Memang jika kita perhatikan, sebagai contoh papan informasi penunjuk sejarah tidak ada di tempelkan. Ada juga hal lain yang menyedihkan terkait dengan keberadaan benteng. Banyak masyarakat sekitar mengambil batu-batuan benteng untuk keperluan membuat rumah bahkan ada yang mendirikan pondasi di atas reruntuhan benteng.
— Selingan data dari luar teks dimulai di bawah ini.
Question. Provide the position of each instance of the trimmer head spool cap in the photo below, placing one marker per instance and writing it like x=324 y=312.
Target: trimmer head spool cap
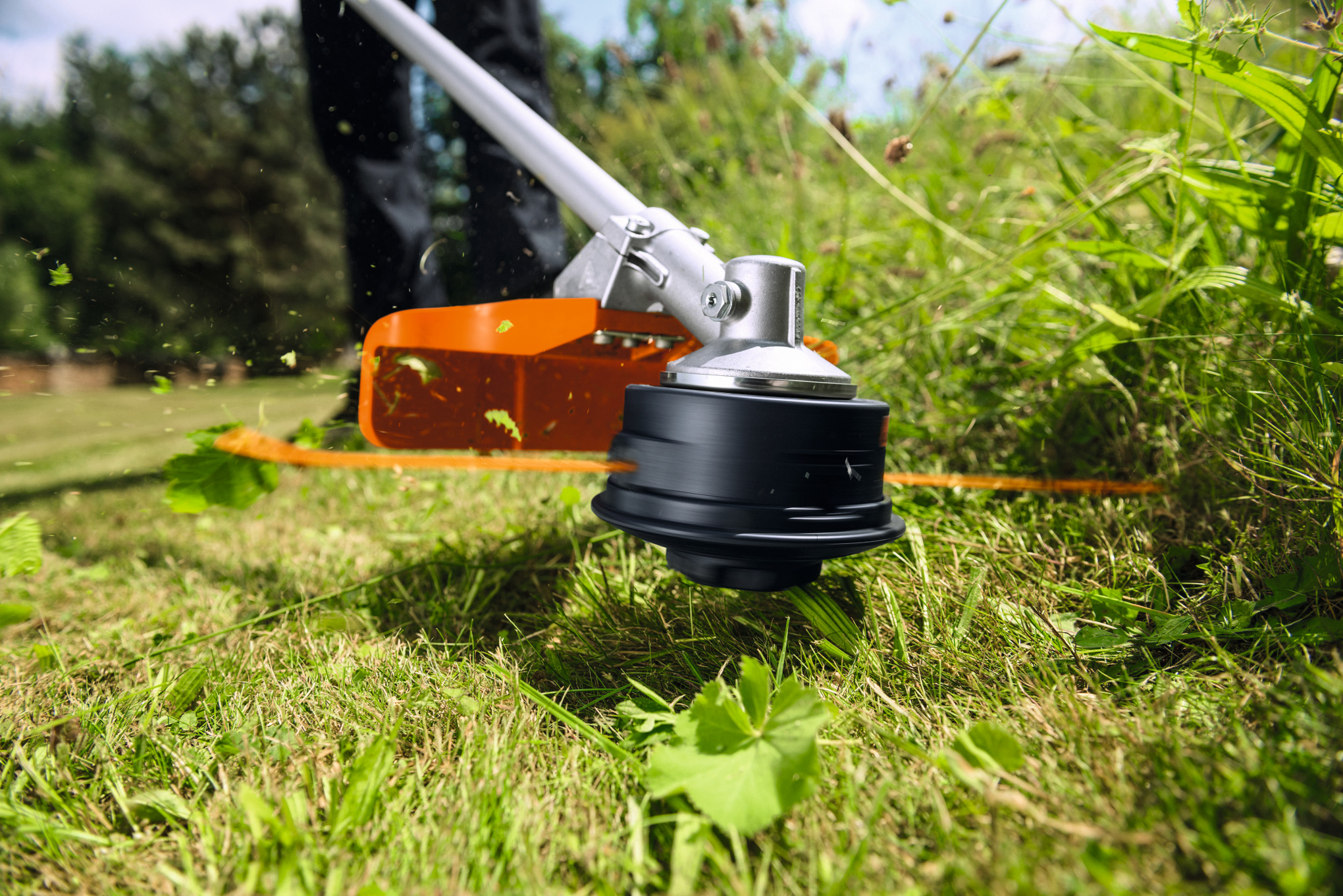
x=750 y=492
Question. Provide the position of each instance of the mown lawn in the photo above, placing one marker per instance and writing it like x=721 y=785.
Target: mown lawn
x=1119 y=262
x=84 y=438
x=1181 y=765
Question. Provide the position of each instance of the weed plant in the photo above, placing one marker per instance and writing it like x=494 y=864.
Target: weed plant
x=1111 y=267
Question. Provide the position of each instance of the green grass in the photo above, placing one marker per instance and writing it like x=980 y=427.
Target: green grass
x=78 y=440
x=1192 y=765
x=1180 y=733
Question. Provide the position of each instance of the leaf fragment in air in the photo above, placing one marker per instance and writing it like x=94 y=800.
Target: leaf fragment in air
x=500 y=417
x=215 y=477
x=427 y=370
x=20 y=546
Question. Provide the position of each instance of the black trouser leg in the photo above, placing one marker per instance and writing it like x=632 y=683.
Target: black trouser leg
x=360 y=97
x=517 y=237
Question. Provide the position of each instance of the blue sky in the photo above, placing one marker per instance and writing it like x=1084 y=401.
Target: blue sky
x=880 y=41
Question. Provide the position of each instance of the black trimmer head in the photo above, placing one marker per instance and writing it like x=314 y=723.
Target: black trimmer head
x=750 y=492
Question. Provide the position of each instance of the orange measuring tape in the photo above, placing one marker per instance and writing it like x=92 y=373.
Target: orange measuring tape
x=246 y=442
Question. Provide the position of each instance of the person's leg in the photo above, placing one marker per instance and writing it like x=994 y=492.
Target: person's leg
x=517 y=237
x=360 y=97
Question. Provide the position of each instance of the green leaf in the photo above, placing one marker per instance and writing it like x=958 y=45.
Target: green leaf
x=1192 y=14
x=826 y=616
x=20 y=546
x=426 y=369
x=309 y=436
x=1170 y=629
x=1321 y=573
x=1097 y=639
x=1110 y=605
x=743 y=778
x=14 y=613
x=1329 y=226
x=998 y=743
x=157 y=805
x=187 y=689
x=1269 y=90
x=364 y=790
x=214 y=477
x=1317 y=631
x=990 y=747
x=502 y=418
x=1115 y=317
x=1118 y=253
x=754 y=688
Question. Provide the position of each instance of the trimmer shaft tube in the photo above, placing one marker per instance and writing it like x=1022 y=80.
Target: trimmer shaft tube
x=750 y=492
Untuk kepentuingan ‘lhe Sagoe’ sudSebagai masyarakat yang menghargah selayaknya pemerintah melakukan perbaikan dan menjaga sejarah itu sebagai bagian yang terpenting di Aceh, agar kelak generasinya dapat mengenali perjalanan sejarah yang berlangsung di Aceh, jangan sampai kelak generasi Aceh hanya menunjuk ke arah reruntuhan dan berseru "Itu batu apa?", bila itu terjadi bersiaplah sejarah Lhe Sagoe menjadi pusara diatas pusara.